All the code for this is present on Github
What more?
This is where the coding piece ends. I was curious to see how complicated captioning, and the software surrounding it is.
Subtitle formats
Subtitles are also called as timed tracks. And there are a lot of competing formats in this space. This is what happens
when there is no standard. Currently there are over 50 competing formats!
Looks like srt
is the most popular between all of them, most probably because of its simplicity.
Some formats use frame numbers as a reference, this could be a huge problem since there will be the same video in different frame rates and that could break the subtitles.
Additional features supported by different Captioning specifications
Also, positioning should be a part of the spec. Subtitles cannot be shown always at the bottom, if there is something
important going on at the bottom end of the screen. The sub will shadow that. As far as I know srt
does not support this.
Another thing which needs to be included is the color. This can be achieved through html tags. Some players just do it in white with a black back shadow. That seems to mostly work as well. All the media players need to support some level of HTML tags.
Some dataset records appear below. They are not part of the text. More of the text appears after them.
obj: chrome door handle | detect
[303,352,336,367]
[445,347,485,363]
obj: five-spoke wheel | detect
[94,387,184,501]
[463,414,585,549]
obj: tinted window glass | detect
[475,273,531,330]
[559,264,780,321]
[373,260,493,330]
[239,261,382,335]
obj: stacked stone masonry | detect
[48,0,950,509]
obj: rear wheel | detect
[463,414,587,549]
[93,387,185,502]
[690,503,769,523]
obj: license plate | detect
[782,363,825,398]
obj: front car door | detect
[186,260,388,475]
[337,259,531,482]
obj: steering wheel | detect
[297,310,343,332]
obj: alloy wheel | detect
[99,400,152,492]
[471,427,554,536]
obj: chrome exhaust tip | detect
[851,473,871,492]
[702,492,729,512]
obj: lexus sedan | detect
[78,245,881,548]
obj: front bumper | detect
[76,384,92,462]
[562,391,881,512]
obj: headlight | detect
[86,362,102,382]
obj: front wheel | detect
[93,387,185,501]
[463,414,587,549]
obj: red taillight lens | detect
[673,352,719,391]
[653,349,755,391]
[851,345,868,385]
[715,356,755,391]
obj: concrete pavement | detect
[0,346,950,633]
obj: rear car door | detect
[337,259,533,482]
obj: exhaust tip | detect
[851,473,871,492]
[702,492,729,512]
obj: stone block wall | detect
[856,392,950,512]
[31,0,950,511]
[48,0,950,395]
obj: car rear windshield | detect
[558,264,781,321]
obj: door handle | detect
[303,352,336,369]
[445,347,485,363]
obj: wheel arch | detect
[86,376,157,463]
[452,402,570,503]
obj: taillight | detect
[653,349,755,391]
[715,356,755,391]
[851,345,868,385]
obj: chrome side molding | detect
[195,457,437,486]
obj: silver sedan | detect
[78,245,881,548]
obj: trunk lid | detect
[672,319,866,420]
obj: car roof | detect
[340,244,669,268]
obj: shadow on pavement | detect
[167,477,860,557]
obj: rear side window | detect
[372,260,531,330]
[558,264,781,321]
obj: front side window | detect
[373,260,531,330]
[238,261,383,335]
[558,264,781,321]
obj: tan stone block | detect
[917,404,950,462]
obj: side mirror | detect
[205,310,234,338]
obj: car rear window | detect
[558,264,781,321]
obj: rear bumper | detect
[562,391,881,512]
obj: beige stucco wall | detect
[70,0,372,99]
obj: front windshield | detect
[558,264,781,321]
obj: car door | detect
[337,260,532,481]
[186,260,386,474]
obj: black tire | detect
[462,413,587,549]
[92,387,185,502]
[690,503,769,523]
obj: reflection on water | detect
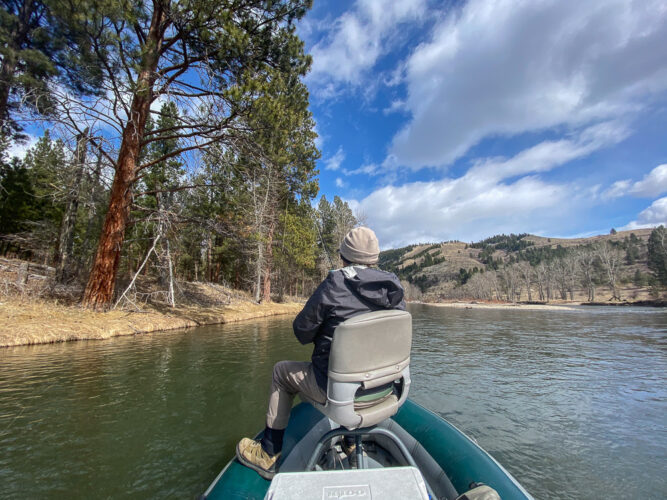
[0,306,667,498]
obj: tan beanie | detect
[339,227,380,264]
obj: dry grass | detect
[0,298,303,347]
[0,259,303,347]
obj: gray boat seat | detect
[311,310,412,430]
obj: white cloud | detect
[629,163,667,198]
[390,0,667,169]
[352,129,626,248]
[602,163,667,199]
[307,0,426,92]
[324,147,345,170]
[622,196,667,229]
[7,134,39,159]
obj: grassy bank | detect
[0,298,303,347]
[0,258,303,347]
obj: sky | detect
[297,0,667,249]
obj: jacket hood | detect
[343,266,403,309]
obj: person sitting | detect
[236,227,405,479]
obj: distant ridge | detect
[379,228,659,302]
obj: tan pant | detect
[266,361,327,429]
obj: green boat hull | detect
[202,400,532,500]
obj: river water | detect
[0,305,667,499]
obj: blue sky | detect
[298,0,667,248]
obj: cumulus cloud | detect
[307,0,426,92]
[622,196,667,229]
[324,147,345,170]
[7,134,39,159]
[353,124,626,248]
[602,163,667,199]
[390,0,667,169]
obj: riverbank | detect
[413,300,667,311]
[0,297,303,347]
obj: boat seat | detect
[311,309,412,430]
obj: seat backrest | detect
[328,309,412,388]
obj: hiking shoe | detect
[236,438,280,481]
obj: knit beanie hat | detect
[339,227,380,264]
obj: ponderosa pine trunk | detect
[83,1,166,309]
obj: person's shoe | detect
[236,438,280,481]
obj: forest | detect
[380,226,667,303]
[0,0,359,310]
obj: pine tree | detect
[72,0,318,307]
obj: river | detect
[0,305,667,499]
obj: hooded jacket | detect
[293,266,405,392]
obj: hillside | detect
[379,229,661,302]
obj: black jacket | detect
[293,266,405,392]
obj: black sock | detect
[260,427,285,455]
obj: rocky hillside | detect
[379,229,660,302]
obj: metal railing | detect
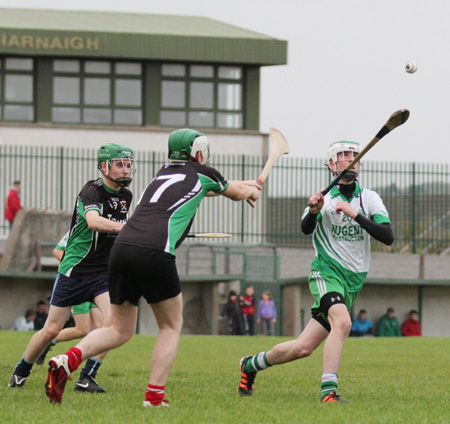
[0,145,450,253]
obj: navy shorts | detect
[108,243,181,306]
[49,273,109,307]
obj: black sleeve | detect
[355,214,394,246]
[302,212,317,235]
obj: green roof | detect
[0,8,287,65]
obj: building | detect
[0,8,287,154]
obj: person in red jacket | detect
[5,180,22,232]
[402,309,422,337]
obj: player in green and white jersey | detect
[238,141,394,403]
[36,231,105,393]
[8,143,135,392]
[47,128,261,407]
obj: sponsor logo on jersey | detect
[331,224,364,241]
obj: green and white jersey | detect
[58,178,132,279]
[303,183,390,292]
[116,162,228,255]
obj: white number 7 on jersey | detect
[149,174,186,203]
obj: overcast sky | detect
[0,0,450,163]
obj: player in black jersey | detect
[8,143,134,398]
[48,129,260,407]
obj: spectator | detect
[34,300,48,331]
[222,290,243,336]
[402,309,422,337]
[5,180,22,232]
[377,308,402,337]
[350,309,373,337]
[11,309,36,331]
[256,290,277,336]
[241,285,256,336]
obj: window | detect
[52,59,143,125]
[0,57,34,122]
[160,64,243,128]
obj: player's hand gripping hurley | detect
[247,127,289,208]
[322,109,409,196]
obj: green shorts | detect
[72,302,97,315]
[308,271,358,322]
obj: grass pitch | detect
[0,331,450,424]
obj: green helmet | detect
[327,140,361,182]
[97,143,136,187]
[168,128,209,163]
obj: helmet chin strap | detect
[333,171,359,183]
[98,167,133,187]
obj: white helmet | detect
[191,135,210,164]
[327,140,361,181]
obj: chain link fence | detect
[0,145,450,254]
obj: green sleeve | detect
[377,317,386,337]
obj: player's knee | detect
[293,345,314,359]
[41,324,61,343]
[331,317,352,336]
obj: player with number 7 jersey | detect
[46,129,261,407]
[116,161,229,255]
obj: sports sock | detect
[80,358,103,380]
[245,352,271,372]
[145,384,166,406]
[14,354,34,377]
[66,347,83,372]
[321,372,338,399]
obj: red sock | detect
[145,384,166,406]
[66,347,83,372]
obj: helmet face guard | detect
[168,128,210,164]
[327,141,361,182]
[97,143,136,187]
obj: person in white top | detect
[238,141,394,403]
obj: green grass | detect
[0,331,450,424]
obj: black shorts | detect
[109,243,181,306]
[49,273,109,307]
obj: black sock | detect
[80,358,103,380]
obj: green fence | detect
[0,145,450,253]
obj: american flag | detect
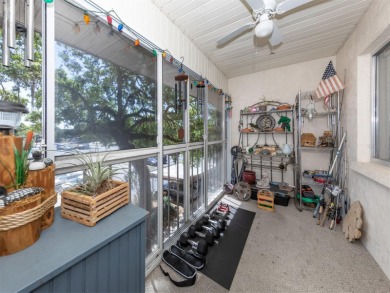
[316,61,345,105]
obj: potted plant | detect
[61,154,130,226]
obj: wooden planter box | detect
[301,133,317,147]
[61,181,130,227]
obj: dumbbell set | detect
[178,203,229,255]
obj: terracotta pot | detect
[242,171,256,184]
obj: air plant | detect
[71,153,119,197]
[13,130,34,189]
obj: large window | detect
[207,89,224,141]
[0,0,42,137]
[373,44,390,162]
[163,59,188,145]
[55,1,157,155]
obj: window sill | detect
[350,162,390,188]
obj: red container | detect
[242,171,256,184]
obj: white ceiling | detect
[152,0,372,78]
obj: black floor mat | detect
[202,208,256,290]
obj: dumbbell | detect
[188,225,214,246]
[217,202,230,214]
[202,214,226,231]
[195,219,221,239]
[179,232,209,255]
[210,210,227,220]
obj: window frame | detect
[371,41,390,167]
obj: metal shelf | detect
[237,105,296,186]
[301,111,338,118]
[241,109,294,115]
[295,91,341,211]
[241,131,294,134]
[298,147,335,152]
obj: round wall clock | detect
[256,114,276,131]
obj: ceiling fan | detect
[217,0,314,47]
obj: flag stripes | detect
[316,61,345,100]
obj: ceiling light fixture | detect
[255,14,274,38]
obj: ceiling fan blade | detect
[245,0,264,10]
[276,0,313,14]
[217,23,256,45]
[268,24,283,47]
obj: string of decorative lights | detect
[43,0,224,95]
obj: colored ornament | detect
[94,22,101,34]
[178,127,184,139]
[73,23,81,34]
[84,11,90,25]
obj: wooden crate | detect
[301,133,317,147]
[61,181,130,227]
[257,189,275,212]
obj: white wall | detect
[336,0,390,278]
[92,0,227,92]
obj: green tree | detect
[0,33,42,135]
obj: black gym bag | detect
[160,245,205,287]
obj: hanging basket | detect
[0,193,57,256]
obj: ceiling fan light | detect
[255,19,274,38]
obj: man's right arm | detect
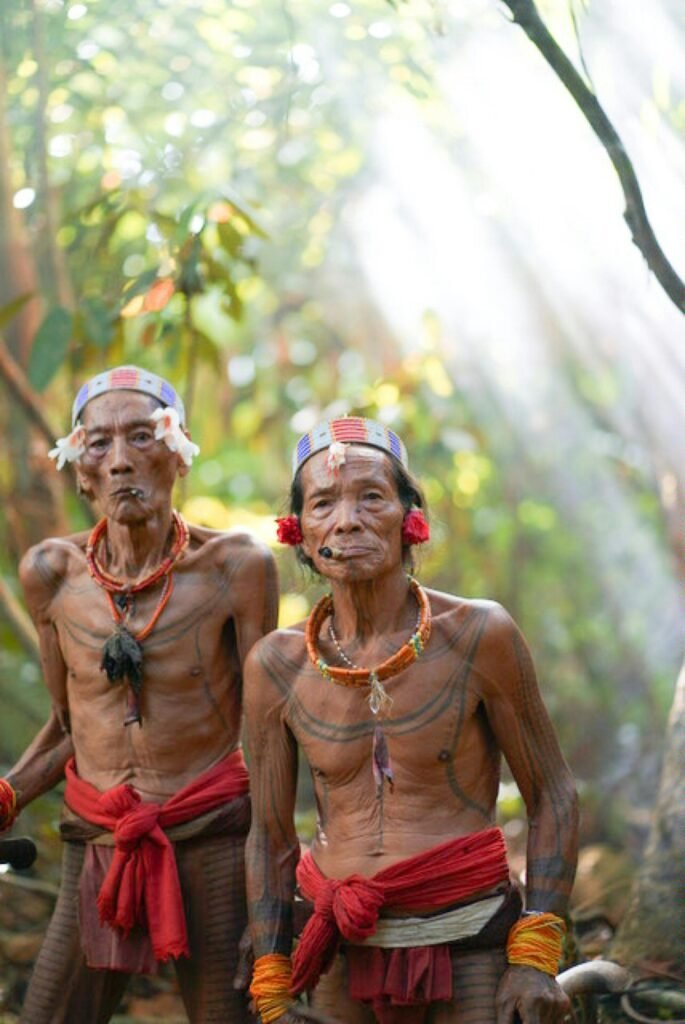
[244,633,299,957]
[0,541,74,830]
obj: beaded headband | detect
[72,367,185,427]
[293,416,409,476]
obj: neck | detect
[331,566,410,642]
[101,506,173,584]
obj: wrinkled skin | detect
[8,391,277,1019]
[245,444,577,1024]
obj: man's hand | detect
[496,966,570,1024]
[274,1002,340,1024]
[233,925,255,992]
Positioning and its importance
This gets more interesting, I thought the subtitles are usually either placed on the top or the bottom of the screen. Looks like japanese subtitles are placed on the right and left ends of the screen instead of top or bottom.
Forced Narrative
All captions are not created equal. Imagine you are watching an english movie which has some parts in italian. Even though the subtitles are switched off, Netflix will show subtitles for the parts which are in italian. This is called as forced narrative.
This is decided by the movie-makers. If the character in the movie does not know the language, then the director can choose not to show FN captions because they want you to see the world as the character sees it.
Captioning software
Of course there are services which will auto subtitle videos. For example, Veed
Captioning software is not cheap either, MacCaption starts from 1898$, and the enterprise edition goes up till 15525$. EZtitles starts from 1,720 € and goes up to 2,380 €.
Law
This blew my mind. Apparently there are laws surrounding captioning. It is a part of the "Americans with Disabilities" act, "Rehabilitation Act" and "21st Century Communications and Video Accessibility Act" that captioning is mandatory!
That is the reason why all US material on Amazon Prime and Netflix etc have captions.